如何在不使用 PHP 打破句子的情况下按 500 个字符对句子进行分组?

How to group sentences by groups of 500 characters without breaking a sentence with PHP?

我一直在摸不着头脑,但一直想不出解决办法。

假设您有一段 5000 个字符的文本,我想将其拆分为少于 500 个字符的块,但不要打断一个句子。例如:如果一个段落是 550 个单词,最后一个句子以 550 个字符结束,但以 450 个字符开始,我想将这个特定的块保存到最多 450 个字符(这样就没有句子被破坏)。

知道如何实现吗?

我的目标是将每个块保存到一个数组中,这样我就可以分别处理它们。

我正在考虑使用 preg_split,对输出求和,如果总和超过 500 个字符,则删除最后一个总和。但是.....我发现很难把句子分开而不出错。

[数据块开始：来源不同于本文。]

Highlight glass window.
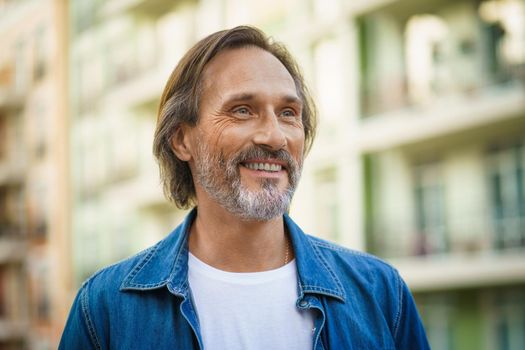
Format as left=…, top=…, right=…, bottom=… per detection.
left=315, top=168, right=339, bottom=241
left=487, top=145, right=525, bottom=249
left=414, top=163, right=448, bottom=255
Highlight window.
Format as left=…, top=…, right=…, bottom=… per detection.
left=315, top=168, right=339, bottom=241
left=416, top=294, right=456, bottom=350
left=414, top=163, right=448, bottom=255
left=492, top=291, right=525, bottom=350
left=487, top=144, right=525, bottom=249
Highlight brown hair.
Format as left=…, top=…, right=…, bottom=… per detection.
left=153, top=26, right=316, bottom=208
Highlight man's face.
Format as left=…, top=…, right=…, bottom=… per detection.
left=188, top=47, right=304, bottom=220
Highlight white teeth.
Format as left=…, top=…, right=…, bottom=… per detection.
left=244, top=163, right=283, bottom=171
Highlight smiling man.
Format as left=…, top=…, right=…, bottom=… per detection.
left=60, top=26, right=428, bottom=349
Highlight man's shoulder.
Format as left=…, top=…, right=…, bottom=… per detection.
left=306, top=235, right=398, bottom=280
left=81, top=241, right=162, bottom=292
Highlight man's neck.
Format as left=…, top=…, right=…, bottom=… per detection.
left=189, top=204, right=292, bottom=272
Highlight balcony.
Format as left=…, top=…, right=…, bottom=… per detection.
left=356, top=84, right=525, bottom=153
left=389, top=250, right=525, bottom=292
left=100, top=0, right=194, bottom=18
left=0, top=64, right=24, bottom=117
left=357, top=0, right=525, bottom=148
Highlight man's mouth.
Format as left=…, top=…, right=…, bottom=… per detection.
left=241, top=162, right=284, bottom=172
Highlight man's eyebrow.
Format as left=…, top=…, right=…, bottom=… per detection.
left=222, top=93, right=303, bottom=105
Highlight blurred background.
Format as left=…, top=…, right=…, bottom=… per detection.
left=0, top=0, right=525, bottom=350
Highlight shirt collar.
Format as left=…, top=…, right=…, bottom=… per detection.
left=120, top=208, right=345, bottom=301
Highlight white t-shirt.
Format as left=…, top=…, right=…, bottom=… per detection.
left=188, top=253, right=314, bottom=350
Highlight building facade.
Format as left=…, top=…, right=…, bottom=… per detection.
left=66, top=0, right=525, bottom=350
left=0, top=0, right=72, bottom=349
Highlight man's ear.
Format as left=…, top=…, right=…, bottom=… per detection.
left=170, top=125, right=192, bottom=162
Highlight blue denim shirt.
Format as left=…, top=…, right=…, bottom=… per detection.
left=59, top=210, right=429, bottom=350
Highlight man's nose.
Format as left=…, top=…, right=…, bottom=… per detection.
left=253, top=113, right=286, bottom=151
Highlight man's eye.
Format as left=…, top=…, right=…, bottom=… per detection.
left=281, top=109, right=296, bottom=118
left=233, top=107, right=250, bottom=115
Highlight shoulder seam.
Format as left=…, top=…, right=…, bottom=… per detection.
left=394, top=272, right=403, bottom=338
left=82, top=243, right=158, bottom=286
left=80, top=284, right=102, bottom=350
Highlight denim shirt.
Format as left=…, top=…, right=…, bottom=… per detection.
left=59, top=210, right=429, bottom=350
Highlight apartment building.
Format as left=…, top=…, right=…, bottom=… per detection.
left=70, top=0, right=525, bottom=349
left=0, top=0, right=71, bottom=349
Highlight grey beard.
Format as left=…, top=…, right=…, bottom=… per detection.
left=195, top=144, right=301, bottom=221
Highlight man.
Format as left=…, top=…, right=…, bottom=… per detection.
left=60, top=27, right=428, bottom=349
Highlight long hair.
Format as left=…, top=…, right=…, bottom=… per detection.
left=153, top=26, right=317, bottom=208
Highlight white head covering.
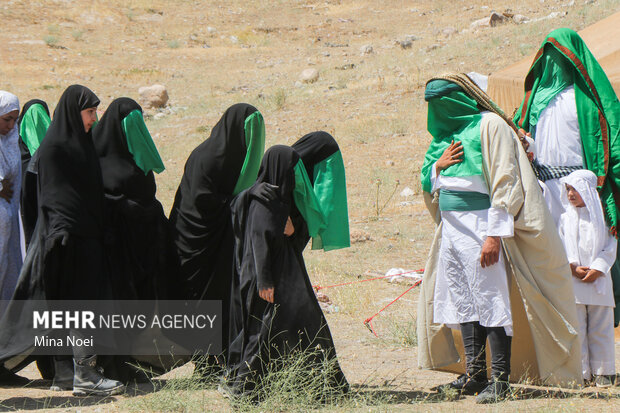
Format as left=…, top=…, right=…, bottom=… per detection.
left=0, top=90, right=19, bottom=116
left=560, top=169, right=609, bottom=290
left=0, top=90, right=21, bottom=184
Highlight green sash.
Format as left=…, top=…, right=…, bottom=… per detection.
left=439, top=189, right=491, bottom=211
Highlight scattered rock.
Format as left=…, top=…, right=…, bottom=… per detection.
left=441, top=27, right=459, bottom=37
left=469, top=12, right=513, bottom=29
left=512, top=14, right=530, bottom=24
left=351, top=229, right=371, bottom=244
left=299, top=68, right=319, bottom=83
left=469, top=17, right=489, bottom=29
left=489, top=12, right=506, bottom=27
left=335, top=63, right=355, bottom=70
left=138, top=85, right=168, bottom=108
left=360, top=44, right=374, bottom=55
left=396, top=40, right=413, bottom=49
left=10, top=40, right=45, bottom=45
left=316, top=293, right=332, bottom=304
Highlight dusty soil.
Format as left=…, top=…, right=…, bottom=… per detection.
left=0, top=0, right=620, bottom=411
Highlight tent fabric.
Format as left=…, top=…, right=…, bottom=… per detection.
left=488, top=12, right=620, bottom=114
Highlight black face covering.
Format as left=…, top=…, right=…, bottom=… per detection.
left=291, top=131, right=340, bottom=184
left=37, top=85, right=103, bottom=237
left=226, top=145, right=348, bottom=393
left=93, top=97, right=156, bottom=201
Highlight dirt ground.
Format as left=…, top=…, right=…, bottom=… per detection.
left=0, top=0, right=620, bottom=412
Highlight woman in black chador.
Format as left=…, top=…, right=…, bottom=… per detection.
left=93, top=98, right=178, bottom=382
left=0, top=85, right=124, bottom=395
left=223, top=145, right=348, bottom=394
left=93, top=98, right=173, bottom=300
left=170, top=103, right=274, bottom=364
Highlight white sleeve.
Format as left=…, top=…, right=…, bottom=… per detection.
left=525, top=136, right=536, bottom=158
left=431, top=162, right=439, bottom=194
left=590, top=234, right=618, bottom=274
left=487, top=208, right=515, bottom=238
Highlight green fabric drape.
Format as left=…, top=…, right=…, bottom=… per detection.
left=514, top=29, right=620, bottom=231
left=122, top=109, right=166, bottom=175
left=233, top=111, right=265, bottom=195
left=293, top=159, right=327, bottom=240
left=312, top=151, right=351, bottom=251
left=420, top=80, right=482, bottom=192
left=19, top=103, right=52, bottom=155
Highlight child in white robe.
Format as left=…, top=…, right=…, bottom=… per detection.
left=559, top=169, right=617, bottom=387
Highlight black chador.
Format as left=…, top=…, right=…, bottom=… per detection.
left=17, top=99, right=50, bottom=246
left=226, top=145, right=348, bottom=394
left=0, top=85, right=123, bottom=394
left=93, top=98, right=178, bottom=300
left=170, top=103, right=264, bottom=360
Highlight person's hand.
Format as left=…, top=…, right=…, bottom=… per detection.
left=284, top=217, right=295, bottom=237
left=517, top=128, right=532, bottom=152
left=570, top=264, right=590, bottom=280
left=0, top=178, right=13, bottom=203
left=258, top=287, right=273, bottom=304
left=581, top=268, right=603, bottom=283
left=480, top=237, right=501, bottom=268
left=435, top=141, right=463, bottom=175
left=517, top=128, right=534, bottom=162
left=250, top=182, right=278, bottom=202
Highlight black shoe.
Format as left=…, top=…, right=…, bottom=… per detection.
left=0, top=366, right=30, bottom=387
left=439, top=374, right=489, bottom=396
left=50, top=356, right=73, bottom=391
left=73, top=356, right=125, bottom=396
left=476, top=381, right=510, bottom=404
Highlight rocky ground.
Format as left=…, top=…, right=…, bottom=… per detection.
left=0, top=0, right=620, bottom=411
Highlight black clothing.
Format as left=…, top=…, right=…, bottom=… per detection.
left=170, top=103, right=257, bottom=358
left=0, top=85, right=104, bottom=366
left=93, top=98, right=178, bottom=300
left=461, top=321, right=512, bottom=382
left=17, top=99, right=50, bottom=247
left=227, top=145, right=348, bottom=393
left=291, top=131, right=340, bottom=184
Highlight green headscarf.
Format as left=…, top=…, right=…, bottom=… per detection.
left=122, top=109, right=166, bottom=175
left=19, top=103, right=52, bottom=155
left=515, top=29, right=620, bottom=232
left=420, top=79, right=482, bottom=192
left=233, top=111, right=265, bottom=195
left=293, top=159, right=327, bottom=240
left=312, top=150, right=351, bottom=251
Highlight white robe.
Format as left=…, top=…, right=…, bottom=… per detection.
left=531, top=85, right=583, bottom=224
left=0, top=91, right=22, bottom=300
left=431, top=111, right=514, bottom=335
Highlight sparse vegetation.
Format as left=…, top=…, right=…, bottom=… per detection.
left=0, top=0, right=620, bottom=412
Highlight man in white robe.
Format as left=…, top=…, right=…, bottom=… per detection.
left=0, top=91, right=22, bottom=308
left=418, top=75, right=581, bottom=403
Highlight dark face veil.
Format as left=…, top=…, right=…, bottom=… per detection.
left=93, top=97, right=164, bottom=201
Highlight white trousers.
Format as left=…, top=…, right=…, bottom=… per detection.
left=577, top=304, right=616, bottom=380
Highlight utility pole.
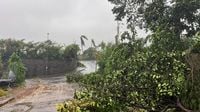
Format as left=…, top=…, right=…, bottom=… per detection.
left=115, top=21, right=120, bottom=45
left=45, top=33, right=50, bottom=75
left=47, top=33, right=50, bottom=40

知道我应该使用什么 preg_split 规则来确保每个句子都分开吗?

我尝试使用此工具,但无法获得正确的输出: https://www.phpliveregex.com/#tab-preg-split

谢谢

我认为你需要这个

$string = "Hello world php is fun";
$array = explode(" ", $string);

输出是

Array ( [0] => Hello [1] => world [2] => php [3] => is [4] => fun )

首先:谢谢你的好问题!

解决方案不是很稳定,以后需要调整。但它会告诉你存档的可能方法。

将您的文本拆分为单独的句子,并将每个句子保存为数组中的一个元素。这样就可以在迭代数组时确定句子的长度。只要句子和上一句都小于最大块长度,就把字符串放到一个临时变量中。一旦临时变量的文本长度 + 当前记录的长度大于最大块长度,记录将作为块存储在新数组中。

<?php
$txt = "111. 222 222. 333 333 333. 444 444 444 444. 555 555 555 555 555. 333 333 333. 222 222. 111.";

$length = 30;
$arr = explode(". ", $txt);
$b = [];
$tmp = '';

foreach($arr as $k => $s) {
    if (strlen($s) + strlen($tmp) <= ($length) ) {
        $tmp = $tmp . $s .'. ';
    } else {
        $b[] = $tmp;
        $tmp = '';
        $tmp = $s . '. ';
    }
    
    if((count($arr)-1) === $k) {
        $b[] = substr($tmp, 0, -2);   
    }    
}

print_r($arr);
print_r($b);

输出

// Sentence Array
Array
(
    [0] => 111
    [1] => 222 222
    [2] => 333 333 333
    [3] => 444 444 444 444
    [4] => 555 555 555 555 555
    [5] => 333 333 333
    [6] => 222 222
    [7] => 111.
)

// Your new Block Array
Array
(
    [0] => 111. 222 222. 333 333 333. 
    [1] => 444 444 444 444.
    [2] => 555 555 555 555 555.
    [3] => 333 333 333. 222 222. 111.
)

似乎更容易按句子拆分,然后你应该能够在它上面循环并在你超出边界时连接起来

$data = 'Lorem ipsum dolor sit amet, consectetur adipiscing elit, sed do eiusmod tempor incididunt ut labore et dolore magna aliqua. Id cursus metus aliquam eleifend mi in nulla posuere. Hac habitasse platea dictumst vestibulum rhoncus. Elementum facilisis leo vel fringilla est. Sem et tortor consequat id. Eleifend donec pretium vulputate sapien nec. Elit pellentesque habitant morbi tristique. Dictumst vestibulum rhoncus est pellentesque elit. Quis commodo odio aenean sed adipiscing. Id volutpat lacus laoreet non curabitur gravida arcu. Sit amet massa vitae tortor condimentum. Morbi blandit cursus risus at ultrices mi tempus.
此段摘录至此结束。